See Preface to Oregon Revised Statutes for further explanation.
138.060 Appeal by state.
(1) The state may take an appeal from the circuit court, or from a municipal
court or a justice court that has become a court of record under ORS 51.025 or
221.342, to the Court of Appeals from:
(a)
An order made prior to trial dismissing or setting aside the accusatory
instrument;
(b)
An order arresting the judgment;
(c)
An order made prior to trial suppressing evidence;
(d)
An order made prior to trial for the return or restoration of things seized;
(e)
A judgment of conviction based on the sentence as provided in ORS 138.222;
(f)
An order in a probation revocation hearing finding that a defendant who was
sentenced to probation under ORS 137.712 has not violated a condition of
probation by committing a new crime;
(g)
An order made after a guilty finding dismissing or setting aside the accusatory
instrument;
(h)
An order granting a new trial; or
(i) An order dismissing an accusatory instrument under ORS
136.130.
(2)
Notwithstanding subsection (1) of this section, when the state chooses to
appeal from an order listed in paragraph (a) or (b) of this subsection, the
state shall take the appeal to the Supreme Court if the defendant is charged
with murder or aggravated murder. The orders to which this subsection applies
are:
(a)
An order made prior to trial suppressing evidence; and
(b)
An order made prior to trial dismissing or setting aside the accusatory
instrument.
(3)
In an appeal by the state under subsection (2) of this section, the Supreme
Court shall issue its decision no later than one year after the date of oral
argument or, if the appeal is not orally argued, the date that the State Court
Administrator delivers the briefs to the Supreme Court for decision. Failure of
the Supreme Court to issue a decision within one year is not a ground for
dismissal of the appeal. [Amended by 1963 c.385 §1; 1969 c.198 §64; 1969 c.529 §1;
1971 c.644 §1; 1973 c.836 §276; 1977 c.752 §2; 1989 c.790 §21a; 1997 c.852 §11;
1999 c.946 §2; 2001 c.870 §4; 2011 c.379 §1]
138.070
[Repealed by 1971 c.565 §20 (138.071 enacted in lieu of 138.070)]

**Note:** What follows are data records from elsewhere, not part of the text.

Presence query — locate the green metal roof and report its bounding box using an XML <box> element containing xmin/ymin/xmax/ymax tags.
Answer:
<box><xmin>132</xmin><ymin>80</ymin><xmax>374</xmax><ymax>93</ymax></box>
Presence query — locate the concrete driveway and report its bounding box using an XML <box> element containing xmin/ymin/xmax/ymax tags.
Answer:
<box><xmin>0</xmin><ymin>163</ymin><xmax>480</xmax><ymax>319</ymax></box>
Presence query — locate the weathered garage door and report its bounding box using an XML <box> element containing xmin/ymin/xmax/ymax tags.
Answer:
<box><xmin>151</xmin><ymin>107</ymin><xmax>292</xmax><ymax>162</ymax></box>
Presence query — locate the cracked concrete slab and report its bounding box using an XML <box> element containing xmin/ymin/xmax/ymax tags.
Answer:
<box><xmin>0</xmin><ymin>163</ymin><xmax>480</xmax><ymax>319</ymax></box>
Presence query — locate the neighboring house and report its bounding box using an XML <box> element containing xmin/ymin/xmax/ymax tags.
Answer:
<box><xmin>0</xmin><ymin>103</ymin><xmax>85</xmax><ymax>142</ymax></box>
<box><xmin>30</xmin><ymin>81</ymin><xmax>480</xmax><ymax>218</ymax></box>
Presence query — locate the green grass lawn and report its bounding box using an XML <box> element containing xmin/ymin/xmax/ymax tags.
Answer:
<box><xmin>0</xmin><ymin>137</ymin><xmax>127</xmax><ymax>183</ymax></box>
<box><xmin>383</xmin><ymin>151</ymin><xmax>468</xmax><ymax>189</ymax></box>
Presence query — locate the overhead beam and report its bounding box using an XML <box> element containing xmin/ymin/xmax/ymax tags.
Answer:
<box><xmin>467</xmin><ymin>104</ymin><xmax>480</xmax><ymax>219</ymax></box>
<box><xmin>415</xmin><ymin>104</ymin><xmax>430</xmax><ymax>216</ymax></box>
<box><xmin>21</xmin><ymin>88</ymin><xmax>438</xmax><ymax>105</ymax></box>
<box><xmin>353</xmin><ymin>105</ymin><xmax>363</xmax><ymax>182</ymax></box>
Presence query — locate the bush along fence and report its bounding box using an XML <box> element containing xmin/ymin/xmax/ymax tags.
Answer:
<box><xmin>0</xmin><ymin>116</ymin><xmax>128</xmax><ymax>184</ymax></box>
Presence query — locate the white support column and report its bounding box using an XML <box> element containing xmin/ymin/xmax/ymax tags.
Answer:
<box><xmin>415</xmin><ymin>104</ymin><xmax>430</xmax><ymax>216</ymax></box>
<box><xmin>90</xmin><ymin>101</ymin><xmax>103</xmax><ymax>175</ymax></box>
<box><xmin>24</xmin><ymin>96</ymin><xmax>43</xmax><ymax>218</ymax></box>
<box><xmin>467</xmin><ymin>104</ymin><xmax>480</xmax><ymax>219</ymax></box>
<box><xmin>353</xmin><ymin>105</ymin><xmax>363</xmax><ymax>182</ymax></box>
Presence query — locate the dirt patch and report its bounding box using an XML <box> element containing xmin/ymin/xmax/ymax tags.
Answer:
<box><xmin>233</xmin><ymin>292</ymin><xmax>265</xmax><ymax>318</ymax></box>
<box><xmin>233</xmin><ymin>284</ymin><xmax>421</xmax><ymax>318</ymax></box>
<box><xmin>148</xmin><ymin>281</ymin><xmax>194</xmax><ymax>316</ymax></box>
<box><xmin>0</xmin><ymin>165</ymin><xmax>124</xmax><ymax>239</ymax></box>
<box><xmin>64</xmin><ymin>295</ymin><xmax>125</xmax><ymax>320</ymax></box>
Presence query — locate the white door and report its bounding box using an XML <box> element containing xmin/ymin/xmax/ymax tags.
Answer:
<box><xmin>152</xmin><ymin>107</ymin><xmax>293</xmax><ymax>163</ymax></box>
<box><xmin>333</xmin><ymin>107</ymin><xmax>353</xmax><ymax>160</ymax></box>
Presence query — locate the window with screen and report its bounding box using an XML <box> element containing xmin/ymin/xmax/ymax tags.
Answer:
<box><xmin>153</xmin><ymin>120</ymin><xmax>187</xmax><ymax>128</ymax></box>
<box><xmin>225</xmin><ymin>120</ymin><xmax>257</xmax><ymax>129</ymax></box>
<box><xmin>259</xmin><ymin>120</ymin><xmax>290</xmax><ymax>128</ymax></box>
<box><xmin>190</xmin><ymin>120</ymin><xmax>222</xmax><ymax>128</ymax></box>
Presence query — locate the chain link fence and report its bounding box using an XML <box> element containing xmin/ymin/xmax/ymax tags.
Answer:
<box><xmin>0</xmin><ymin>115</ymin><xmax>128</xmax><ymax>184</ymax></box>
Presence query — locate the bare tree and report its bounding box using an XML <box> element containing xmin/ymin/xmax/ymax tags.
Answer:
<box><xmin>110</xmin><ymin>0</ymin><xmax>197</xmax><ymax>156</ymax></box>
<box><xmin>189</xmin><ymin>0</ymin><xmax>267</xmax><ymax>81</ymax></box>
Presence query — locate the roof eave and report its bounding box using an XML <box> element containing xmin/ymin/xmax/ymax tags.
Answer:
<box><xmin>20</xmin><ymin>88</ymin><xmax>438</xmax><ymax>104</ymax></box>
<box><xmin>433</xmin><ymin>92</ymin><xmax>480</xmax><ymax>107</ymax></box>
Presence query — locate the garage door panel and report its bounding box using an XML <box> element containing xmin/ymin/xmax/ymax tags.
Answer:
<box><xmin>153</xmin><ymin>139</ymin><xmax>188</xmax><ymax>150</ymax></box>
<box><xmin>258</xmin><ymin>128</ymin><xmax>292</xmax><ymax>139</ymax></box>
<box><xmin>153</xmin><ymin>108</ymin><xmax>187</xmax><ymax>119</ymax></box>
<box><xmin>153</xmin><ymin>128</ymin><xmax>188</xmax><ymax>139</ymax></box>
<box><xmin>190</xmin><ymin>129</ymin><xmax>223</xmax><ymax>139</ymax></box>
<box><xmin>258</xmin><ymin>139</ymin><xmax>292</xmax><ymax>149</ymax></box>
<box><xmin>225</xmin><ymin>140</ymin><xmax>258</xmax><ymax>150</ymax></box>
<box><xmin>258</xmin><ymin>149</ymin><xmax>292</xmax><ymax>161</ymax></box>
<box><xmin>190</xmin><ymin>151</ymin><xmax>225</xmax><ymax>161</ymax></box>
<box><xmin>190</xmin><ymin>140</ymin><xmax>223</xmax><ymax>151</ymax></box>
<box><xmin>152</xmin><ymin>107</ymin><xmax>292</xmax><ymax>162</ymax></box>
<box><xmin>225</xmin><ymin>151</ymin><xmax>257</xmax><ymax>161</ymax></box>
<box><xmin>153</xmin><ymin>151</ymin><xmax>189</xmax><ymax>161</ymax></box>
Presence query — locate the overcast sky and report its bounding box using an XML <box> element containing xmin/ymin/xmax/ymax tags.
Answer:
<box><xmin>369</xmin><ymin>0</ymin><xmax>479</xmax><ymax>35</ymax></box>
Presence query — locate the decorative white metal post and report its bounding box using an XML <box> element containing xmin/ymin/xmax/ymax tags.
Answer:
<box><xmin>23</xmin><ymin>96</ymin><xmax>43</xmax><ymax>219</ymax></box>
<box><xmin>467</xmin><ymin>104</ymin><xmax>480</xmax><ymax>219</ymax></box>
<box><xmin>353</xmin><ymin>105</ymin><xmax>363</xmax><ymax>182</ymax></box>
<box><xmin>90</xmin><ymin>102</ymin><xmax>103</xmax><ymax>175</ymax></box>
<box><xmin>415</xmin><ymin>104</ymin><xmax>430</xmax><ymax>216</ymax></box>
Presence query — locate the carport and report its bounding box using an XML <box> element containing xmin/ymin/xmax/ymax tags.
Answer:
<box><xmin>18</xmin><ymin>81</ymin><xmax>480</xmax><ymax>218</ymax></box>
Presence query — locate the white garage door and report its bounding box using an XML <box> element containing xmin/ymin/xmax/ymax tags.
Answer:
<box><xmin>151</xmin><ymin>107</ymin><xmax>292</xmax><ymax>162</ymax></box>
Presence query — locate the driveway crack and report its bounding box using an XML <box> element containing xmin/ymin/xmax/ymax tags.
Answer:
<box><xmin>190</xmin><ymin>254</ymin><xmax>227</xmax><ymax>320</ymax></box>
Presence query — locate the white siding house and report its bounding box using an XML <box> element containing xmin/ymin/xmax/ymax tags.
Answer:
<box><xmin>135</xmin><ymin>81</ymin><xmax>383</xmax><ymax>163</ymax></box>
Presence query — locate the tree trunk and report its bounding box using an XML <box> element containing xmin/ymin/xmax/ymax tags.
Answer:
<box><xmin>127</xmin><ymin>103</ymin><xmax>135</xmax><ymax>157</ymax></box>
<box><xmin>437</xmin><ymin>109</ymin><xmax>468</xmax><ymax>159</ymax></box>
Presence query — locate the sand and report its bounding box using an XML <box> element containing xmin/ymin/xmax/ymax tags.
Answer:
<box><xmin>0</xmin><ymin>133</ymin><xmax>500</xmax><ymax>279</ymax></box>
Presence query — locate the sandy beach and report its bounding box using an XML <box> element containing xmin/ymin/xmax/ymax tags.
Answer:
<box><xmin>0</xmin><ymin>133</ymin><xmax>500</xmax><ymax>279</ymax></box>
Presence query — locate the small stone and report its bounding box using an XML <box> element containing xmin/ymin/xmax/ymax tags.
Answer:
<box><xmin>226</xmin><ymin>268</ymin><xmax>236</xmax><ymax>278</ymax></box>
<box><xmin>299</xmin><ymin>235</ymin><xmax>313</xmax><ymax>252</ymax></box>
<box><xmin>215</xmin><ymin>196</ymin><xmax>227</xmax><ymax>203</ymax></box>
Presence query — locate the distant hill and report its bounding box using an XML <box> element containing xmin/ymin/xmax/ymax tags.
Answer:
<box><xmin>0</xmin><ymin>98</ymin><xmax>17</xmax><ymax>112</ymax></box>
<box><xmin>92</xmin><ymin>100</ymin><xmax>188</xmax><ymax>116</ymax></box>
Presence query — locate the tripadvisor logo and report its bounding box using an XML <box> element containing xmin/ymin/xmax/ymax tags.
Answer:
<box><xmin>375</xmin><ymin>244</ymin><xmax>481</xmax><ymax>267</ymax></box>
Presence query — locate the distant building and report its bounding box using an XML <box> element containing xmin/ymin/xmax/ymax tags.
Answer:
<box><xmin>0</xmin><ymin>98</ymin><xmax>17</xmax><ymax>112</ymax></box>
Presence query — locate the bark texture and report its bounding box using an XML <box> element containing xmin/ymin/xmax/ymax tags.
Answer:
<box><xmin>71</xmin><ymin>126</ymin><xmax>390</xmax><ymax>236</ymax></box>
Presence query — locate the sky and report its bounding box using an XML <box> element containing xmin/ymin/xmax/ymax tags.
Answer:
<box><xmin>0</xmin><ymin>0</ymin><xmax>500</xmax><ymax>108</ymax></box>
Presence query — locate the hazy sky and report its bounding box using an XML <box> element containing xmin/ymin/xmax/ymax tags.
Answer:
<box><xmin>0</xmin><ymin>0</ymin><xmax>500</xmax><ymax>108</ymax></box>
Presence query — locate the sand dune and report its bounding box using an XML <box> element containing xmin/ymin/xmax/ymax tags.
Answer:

138.071 Time within which appeal must be
taken. (1) Except as provided in this section,
a notice of appeal must be served and filed not later than 30 days after the
judgment or order appealed from was entered in the register.
(2)
If a motion for new trial or motion in arrest of judgment is served and filed,
a notice of appeal must be served and filed within 30 days from the earlier of
the following dates:
(a)
The date of entry of the order disposing of the motion; or
(b)
The date on which the motion is deemed denied.
(3)
A defendant cross-appealing must serve and file the notice of cross-appeal
within 10 days of the expiration of the time allowed in subsection (1) of this
section.
(4)
If the trial court enters a corrected or a supplemental judgment under ORS
138.083, a notice of appeal from the corrected or supplemental judgment must be
filed not later than 30 days after the defendant receives notice that the
judgment has been entered.
(5)(a)
Upon motion of a defendant, the Court of Appeals shall grant the defendant
leave to file a notice of appeal after the time limits described in subsections
(1) to (4) of this section if:
(A)
The defendant, by clear and convincing evidence, shows that the failure to file
a timely notice of appeal is not attributable to the defendant personally; and
(B)
The defendant shows a colorable claim of error in the proceeding from which the
appeal is taken.
(b)
A defendant is not entitled to relief under this subsection for failure to file
timely notice of cross-appeal when the state appeals pursuant to ORS 138.060
(1)(c) or (2)(a).
(c)
The request for leave to file a notice of appeal after the time limits
prescribed in subsections (1) to (3) of this section must be filed no later
than 90 days after entry of the order or judgment being appealed. The request
for leave to file a notice of appeal after the time limit prescribed in
subsection (4) of this section must be filed no later than 90 days after the
defendant receives notice that the judgment has been entered. A request for
leave under this subsection must be accompanied by the notice of appeal, may be
filed by mail and is deemed filed on the date of mailing if the request is
mailed as provided in ORS 19.260.
(d)
The court may not grant relief under this subsection unless the state has
notice and opportunity to respond to the defendant’s request for relief.
(e)
The denial of a motion under paragraph (a) of this subsection is a bar to
post-conviction relief under ORS 138.510 to 138.680 on the same ground, unless
the court provides otherwise. [1971 c.565 §21 (enacted in lieu of 138.070);
1977 c.752 §3; 1985 c.282 §1; 1985 c.734 §§17,17a; 1987 c.852 §1; 2001 c.870 §7;
2003 c.288 §2; 2007 c.547 §2; 2009 c.11 §10]
138.080 [Amended
by 1959 c.558 §37; 1969 c.198 §65; 1971 c.193 §28; repealed by 1971 c.565 §22
(138.081 enacted in lieu of 138.080)]
138.081 Service and filing of notice of
appeal. (1) An appeal shall be taken by causing
a notice of appeal in the form prescribed by ORS 19.250 to be served:
(a)(A)
On the district attorney for the county in which the judgment is entered, when
the defendant appeals, or if the appeal is under ORS 221.360 on the plaintiff’s
attorney; or
(B)
On the attorney of record for the defendant, or if the defendant has no
attorney of record, on the defendant, when the state appeals; and
(b)
On the trial court transcript coordinator if a transcript is required in
connection with the appeal; and
(c)
On the clerk of the trial court.
(2)(a)
The original of the notice shall be filed with the clerk of the court to which
the appeal is made.
(b)
Proof of service of the notice of appeal shall be indorsed on or affixed to the
original filed with the Court of Appeals or the Supreme Court. [1971 c.565 §23
(enacted in lieu of 138.080); 1985 c.734 §18; 1997 c.389 §9; 2001 c.870 §8]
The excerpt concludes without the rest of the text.